The past 6 months have been filled with many, many wonderful things but there have been so many challenges, mentally, along the way. I’ve received so much unwanted information and I’ve had to surrender my control so many times. Yesterday I cried all day, wondering why all of these challenges keep coming my way. So many hard decisions to make in regards to our kitties. And my teeth, I feel like they are falling apart on me. I’ve spent so much time at the pet hospital and the dentist, two places I now loath. Have you ever had the feeling of not wanting to do something so bad but you know you have to? That feeling just took over yesterday, I DON’T WANT A ROOT CANAL. But if I want my tooth back to normal I have to do this. I know, I know it could always be worse, but right now, in this moment it just sucks.
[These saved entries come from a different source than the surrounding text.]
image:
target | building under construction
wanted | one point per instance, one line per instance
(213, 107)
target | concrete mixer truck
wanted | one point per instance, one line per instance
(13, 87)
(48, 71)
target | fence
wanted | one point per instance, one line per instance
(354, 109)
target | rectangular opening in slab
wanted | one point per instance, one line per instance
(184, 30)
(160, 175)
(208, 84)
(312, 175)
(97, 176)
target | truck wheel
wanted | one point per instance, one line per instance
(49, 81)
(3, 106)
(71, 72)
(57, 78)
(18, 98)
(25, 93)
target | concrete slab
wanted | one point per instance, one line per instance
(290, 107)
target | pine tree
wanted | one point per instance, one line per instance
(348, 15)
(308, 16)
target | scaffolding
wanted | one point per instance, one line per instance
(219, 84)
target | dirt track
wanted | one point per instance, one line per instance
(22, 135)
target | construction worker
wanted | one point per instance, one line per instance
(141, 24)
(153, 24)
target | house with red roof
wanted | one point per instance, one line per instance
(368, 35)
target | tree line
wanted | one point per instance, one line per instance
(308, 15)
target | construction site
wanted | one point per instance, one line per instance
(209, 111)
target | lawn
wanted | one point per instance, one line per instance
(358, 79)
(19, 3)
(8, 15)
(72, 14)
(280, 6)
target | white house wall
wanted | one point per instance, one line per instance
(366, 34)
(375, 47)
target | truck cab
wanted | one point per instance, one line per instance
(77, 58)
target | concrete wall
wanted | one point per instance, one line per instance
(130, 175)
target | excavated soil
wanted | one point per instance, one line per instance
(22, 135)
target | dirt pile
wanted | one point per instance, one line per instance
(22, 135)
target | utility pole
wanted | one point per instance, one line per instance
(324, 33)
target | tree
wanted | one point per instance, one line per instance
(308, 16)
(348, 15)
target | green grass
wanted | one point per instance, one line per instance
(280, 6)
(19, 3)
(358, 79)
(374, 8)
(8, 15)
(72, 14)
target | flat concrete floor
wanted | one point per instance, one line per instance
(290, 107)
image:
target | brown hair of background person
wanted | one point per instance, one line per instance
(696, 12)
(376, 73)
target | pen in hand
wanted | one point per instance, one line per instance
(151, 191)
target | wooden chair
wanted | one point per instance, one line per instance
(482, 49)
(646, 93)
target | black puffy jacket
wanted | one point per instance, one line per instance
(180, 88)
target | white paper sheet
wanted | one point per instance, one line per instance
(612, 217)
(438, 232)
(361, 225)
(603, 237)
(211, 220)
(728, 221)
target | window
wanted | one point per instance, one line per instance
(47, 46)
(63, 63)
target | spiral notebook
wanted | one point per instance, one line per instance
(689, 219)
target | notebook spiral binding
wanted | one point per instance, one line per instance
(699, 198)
Life must go on so now what…
Sometimes life can get overwhelming. It’s easy to get stuck in a funk and let those negative feelings and experiences take over and be your guiding light. As the day went on and evening was upon me I knew I had to surrender my control. I tried turning my thoughts to positive ones. I told myself that both the dental assistant and the endodontist were wonderful with me. They knew I was scared, they knew I didn’t want to be there. They used their patience with me. I told myself that they have my best interest at heart and they are not going to do anything, on purpose, to cause pain but do everything to prevent it. As for Lucy, all Don and I can do is do our best in making the right decisions for her whether it be biopsies, surgery, chemo medications or nothing and just love her and provide a good quality life for her during whatever time she has left.
I believe it was in September or October of this year I went to a class on Journaling for Health, there I met Stacey Crew. Stacey taught the class and focused on how getting thoughts down on paper can help your overall health and wellbeing. It can help settle your mind. That’s what I’ve done here. Now it’s time to focus on what’s good, what’s positive and be thankful because it could be so much worse.